A: The history of CON laws is an interesting one. Federal law required CON for facilities that received federal funds to construct facilities. By 1978, unique CON statutes were passed in 36 states. Although the federal mandate was repealed in 1987, many states still have CON laws in place. The CON system was intended by Congress as one mechanism for controlling healthcare costs by controlling development. The idea was that unnecessary beds or services would drive up the costs and miss system efficiencies and economies of scale. Development was broadly defined to include activities ranging from new development, acquisitions, mergers, management agreements, leases, stock purchases and changes in ownership via foreclosure. The Oklahoma legislature repealed CON laws in all areas except for psychiatric and chemical dependency services and long-term care.

Q: What are current requirements for developing long-term care and behavioral health services in Oklahoma under these statutory schemes?

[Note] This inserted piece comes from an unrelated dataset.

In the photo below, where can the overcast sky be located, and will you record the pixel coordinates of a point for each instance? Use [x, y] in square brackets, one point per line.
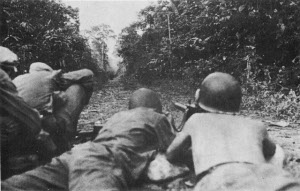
[116, 13]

A: For long-term care, the Oklahoma law provides for development of long-term care services in a “ … planned orderly economical manner consistent with and appropriate to services needed by people in various (parts of Oklahoma) ….” Development must match or reflect the need demonstrated in the CON application as evaluated by the state Department of Health. The statutes also enumerate the powers of the Department of Health with regard to long-term care facilities, and services. The law applies to long-term care facilities including nursing homes, specialized facilities such as long-term acute care and skilled nursing facilities and the nursing component of continuity of care and life care communities. For psychiatric and chemical dependency service facilities, the process is outlined in the statutes and includes application requirements, findings by the state Board of Health, providing bases for the board’s decision, the opportunity for appeal of the board’s decision and an explanation of potential penalties for failure to comply.

Q: Some writers and consultants in the healthcare industry contend that these laws no longer serve the purposes for which they were created by legislatures or fail to achieve the ostensible objectives. Is this fair criticism?

A: All segments of the healthcare industry are highly regulated. There is a good argument to be made that business decisions in the healthcare space are guided by reimbursement, the impact of effectiveness and outcome metrics, and classic business principles such as market share and that, while the original ideas supporting the CON effort may have been sound, the system now provides an additional hurdle and expenses in two areas of significant needs in our state — services to the elderly and others requiring long-term care and to those suffering with behavioral health diagnoses. More specifically, Oklahoma’s CON rules apply only to hospitals so that development for treatment facilities not considered “hospitals” by the Oklahoma Department of Health are not covered by the CON procedures and limitations. The result is that addiction treatment facilities providing services, including beds, only require approval of the Oklahoma Department of Mental Health and Substance Abuse Services, which does not have its own CON process and can be developed without hindrance.

Q: Is there interest among Oklahoma lawmakers to repeal the last vestiges of CON law in Oklahoma?

A: Although this issue has come up in the last several years, it has not been successful. No such legislation was proposed in the first regular session of this legislative term, which ended in May. In terms of the status of CON laws in the nation, as of 2016, 14 states had discontinued their certificate of need requirements and 34 continued with some remnant of the CON system.